【1月30日 AFP】仏銀大手ソシエテ・ジェネラル(Societe Generale、ソジェン)が49億ユーロ(約7600億円)の損失を計上した巨額不正取引事件に絡み、仏政府は29日、同行の敵対的買収を断固阻止すると表明した。一方、同行のダニエル・ブートン(Daniel Bouto)会長に対し、今回の事件をめぐり引責辞任の圧力が強まっている。

 クリスティーヌ・ラガルド(Christine Lagarde)経済・財務・産業相は「同行は危機的状況にある」とした上で、同行理事会に対しブートン氏の進退を決定するよう求めた。

 ラガルド産業相は、ブートン氏の辞任は必ずしも必要とは限らないとの見解を示しているが、ニコラ・サルコジ(Nicolas Sarkozy)大統領は28日、ブートン氏の会長としての管理能力に疑問を呈し、与党国民運動連合(Union for a Popular MovementUMP)副党首で、同国議会上院の財政委員会のジャン・アルテュイ(Jean Arthuis)委員長も「ブートン氏に辞任以外の選択肢はない」と主張した。

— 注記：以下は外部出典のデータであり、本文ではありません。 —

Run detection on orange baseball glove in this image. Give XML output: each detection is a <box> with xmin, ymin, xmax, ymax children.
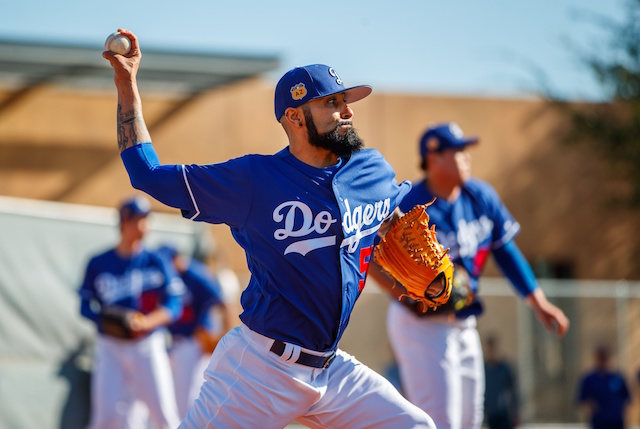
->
<box><xmin>373</xmin><ymin>198</ymin><xmax>453</xmax><ymax>311</ymax></box>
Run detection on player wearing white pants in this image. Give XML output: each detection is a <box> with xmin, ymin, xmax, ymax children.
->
<box><xmin>387</xmin><ymin>302</ymin><xmax>484</xmax><ymax>429</ymax></box>
<box><xmin>370</xmin><ymin>122</ymin><xmax>569</xmax><ymax>429</ymax></box>
<box><xmin>180</xmin><ymin>325</ymin><xmax>435</xmax><ymax>429</ymax></box>
<box><xmin>169</xmin><ymin>337</ymin><xmax>211</xmax><ymax>417</ymax></box>
<box><xmin>103</xmin><ymin>34</ymin><xmax>435</xmax><ymax>429</ymax></box>
<box><xmin>89</xmin><ymin>330</ymin><xmax>180</xmax><ymax>428</ymax></box>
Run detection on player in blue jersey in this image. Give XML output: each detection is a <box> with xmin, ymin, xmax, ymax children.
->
<box><xmin>371</xmin><ymin>123</ymin><xmax>569</xmax><ymax>429</ymax></box>
<box><xmin>79</xmin><ymin>197</ymin><xmax>184</xmax><ymax>429</ymax></box>
<box><xmin>158</xmin><ymin>244</ymin><xmax>235</xmax><ymax>419</ymax></box>
<box><xmin>103</xmin><ymin>30</ymin><xmax>435</xmax><ymax>429</ymax></box>
<box><xmin>577</xmin><ymin>344</ymin><xmax>631</xmax><ymax>429</ymax></box>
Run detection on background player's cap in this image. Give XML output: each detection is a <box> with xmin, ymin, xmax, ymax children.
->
<box><xmin>156</xmin><ymin>243</ymin><xmax>179</xmax><ymax>260</ymax></box>
<box><xmin>274</xmin><ymin>64</ymin><xmax>372</xmax><ymax>121</ymax></box>
<box><xmin>120</xmin><ymin>196</ymin><xmax>151</xmax><ymax>221</ymax></box>
<box><xmin>420</xmin><ymin>122</ymin><xmax>479</xmax><ymax>158</ymax></box>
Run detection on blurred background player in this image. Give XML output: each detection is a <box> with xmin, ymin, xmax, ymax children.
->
<box><xmin>370</xmin><ymin>122</ymin><xmax>569</xmax><ymax>429</ymax></box>
<box><xmin>577</xmin><ymin>345</ymin><xmax>631</xmax><ymax>429</ymax></box>
<box><xmin>484</xmin><ymin>335</ymin><xmax>519</xmax><ymax>429</ymax></box>
<box><xmin>158</xmin><ymin>244</ymin><xmax>235</xmax><ymax>419</ymax></box>
<box><xmin>80</xmin><ymin>197</ymin><xmax>184</xmax><ymax>429</ymax></box>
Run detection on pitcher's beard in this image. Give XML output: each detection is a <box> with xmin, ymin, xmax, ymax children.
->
<box><xmin>302</xmin><ymin>106</ymin><xmax>364</xmax><ymax>157</ymax></box>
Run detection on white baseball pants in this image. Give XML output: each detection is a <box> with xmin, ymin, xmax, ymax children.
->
<box><xmin>180</xmin><ymin>325</ymin><xmax>435</xmax><ymax>429</ymax></box>
<box><xmin>387</xmin><ymin>302</ymin><xmax>484</xmax><ymax>429</ymax></box>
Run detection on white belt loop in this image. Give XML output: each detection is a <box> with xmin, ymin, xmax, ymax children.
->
<box><xmin>278</xmin><ymin>343</ymin><xmax>300</xmax><ymax>366</ymax></box>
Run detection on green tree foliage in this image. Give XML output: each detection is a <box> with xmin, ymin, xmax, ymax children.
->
<box><xmin>547</xmin><ymin>0</ymin><xmax>640</xmax><ymax>207</ymax></box>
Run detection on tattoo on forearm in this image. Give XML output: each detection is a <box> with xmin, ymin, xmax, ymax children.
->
<box><xmin>117</xmin><ymin>104</ymin><xmax>147</xmax><ymax>152</ymax></box>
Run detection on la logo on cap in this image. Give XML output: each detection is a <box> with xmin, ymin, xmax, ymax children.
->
<box><xmin>427</xmin><ymin>137</ymin><xmax>440</xmax><ymax>152</ymax></box>
<box><xmin>290</xmin><ymin>82</ymin><xmax>307</xmax><ymax>100</ymax></box>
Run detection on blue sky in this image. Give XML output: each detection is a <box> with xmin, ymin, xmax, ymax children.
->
<box><xmin>0</xmin><ymin>0</ymin><xmax>626</xmax><ymax>99</ymax></box>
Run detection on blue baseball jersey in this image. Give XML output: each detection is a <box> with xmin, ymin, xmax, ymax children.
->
<box><xmin>400</xmin><ymin>179</ymin><xmax>520</xmax><ymax>298</ymax></box>
<box><xmin>577</xmin><ymin>370</ymin><xmax>631</xmax><ymax>429</ymax></box>
<box><xmin>79</xmin><ymin>249</ymin><xmax>184</xmax><ymax>330</ymax></box>
<box><xmin>169</xmin><ymin>260</ymin><xmax>222</xmax><ymax>337</ymax></box>
<box><xmin>121</xmin><ymin>143</ymin><xmax>411</xmax><ymax>351</ymax></box>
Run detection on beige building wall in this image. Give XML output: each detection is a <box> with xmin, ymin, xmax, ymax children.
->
<box><xmin>0</xmin><ymin>79</ymin><xmax>640</xmax><ymax>279</ymax></box>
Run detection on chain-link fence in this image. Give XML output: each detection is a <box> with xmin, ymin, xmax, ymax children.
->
<box><xmin>340</xmin><ymin>278</ymin><xmax>640</xmax><ymax>425</ymax></box>
<box><xmin>479</xmin><ymin>279</ymin><xmax>640</xmax><ymax>423</ymax></box>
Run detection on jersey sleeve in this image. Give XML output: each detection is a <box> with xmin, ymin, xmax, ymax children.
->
<box><xmin>182</xmin><ymin>157</ymin><xmax>253</xmax><ymax>227</ymax></box>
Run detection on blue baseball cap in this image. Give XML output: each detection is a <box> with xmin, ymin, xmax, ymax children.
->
<box><xmin>274</xmin><ymin>64</ymin><xmax>372</xmax><ymax>121</ymax></box>
<box><xmin>420</xmin><ymin>122</ymin><xmax>479</xmax><ymax>158</ymax></box>
<box><xmin>156</xmin><ymin>244</ymin><xmax>179</xmax><ymax>260</ymax></box>
<box><xmin>120</xmin><ymin>196</ymin><xmax>151</xmax><ymax>221</ymax></box>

 ソジェンが買収の標的になるとの憶測から、同行の株価は上昇しているが、フランソワ・フィヨン(Francois Fillon)首相は29日、同行を標的にした「敵対的」買収は政府として許可できないと警告を発した。

 同首相は「ソシエテ・ジェネラルはフランスを代表する大手銀行。政府は、同行の大手としての、また世界的な立場を守っていく方針だ」と述べた。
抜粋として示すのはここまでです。